Management and control of Trichomonas vaginalis infection
The standard treatment regimen recommended by both World Health Organization (WHO) and Centre for Disease Control (CDC) for Trichomonas vaginalis (TV) infection, is metronidazole or tinidazole, 2 g orally single dose. Alternatively, metronidazole can be administered 500 mg orally twice a day for seven days. Multidose metronidazole has been found to be superior to single-dose metronidazole for the treatment of trichomoniasis in a randomized controlled trial done in women with HIV infection (1), and in a recently published randomised controlled trial in women without HIV infection (2). Bacterial vaginosis (BV) status had no significant effect on relative risk. The authors recommended that the 7-day-dose metronidazole should be the first line of treatment for trichomoniasis in women. The findings are certainly a step forward in standardizing treatment of TV infection.
The authors did not notice influence of associated BV on the dosage schedule. TV infection is invariably associated with both other sexually transmitted infections (STIs) as well as several non-STIs. Influence of other vaginal coinfections on the management of TV with metronidazole therapy is not clearly known. TV infection is commonly associated with BV and with Mycoplasma hominis (M. hominis) (3). Association of TV with BV has led to early failure of the single-dose metronidazole treatment in HIV positive women (4). In one of our recent studies, we have observed preferential association of TV infection with intermediate Nugent score with a high vaginal pH (5). The precise effect of higher vaginal pH, and association with intermediate Nugent score on the metronidazole efficacy in non-HIV women is not known. M. hominis-infected TV strains showed higher minimum inhibitory concentration (MIC) to metronidazole than the respective non-infected strains (6). Considering the inhibitory influence of coinfections in the metronidazole therapy for TV infection, a seven-day therapy appears appropriate.

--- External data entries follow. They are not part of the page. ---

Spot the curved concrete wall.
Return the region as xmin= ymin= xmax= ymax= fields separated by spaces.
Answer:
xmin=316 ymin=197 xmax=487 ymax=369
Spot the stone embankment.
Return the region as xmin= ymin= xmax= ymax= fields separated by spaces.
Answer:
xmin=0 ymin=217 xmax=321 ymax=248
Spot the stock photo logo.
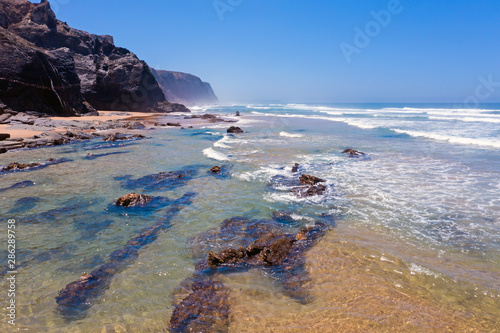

In addition to the controversies in the treatment protocol, prevention of the recurrence poses a greater challenge. Treatment of the sex partner has been suggested as a crucial factor for prevention of the disease recurrence. However, there are several missing links such as predominantly asymptomatic nature of the infection, non-specific nature of the clinical presentation, non-availability of a sensitive and specific point of care test (POCT), sexual behaviour of the community, which are likely to influence prevention of recurrence.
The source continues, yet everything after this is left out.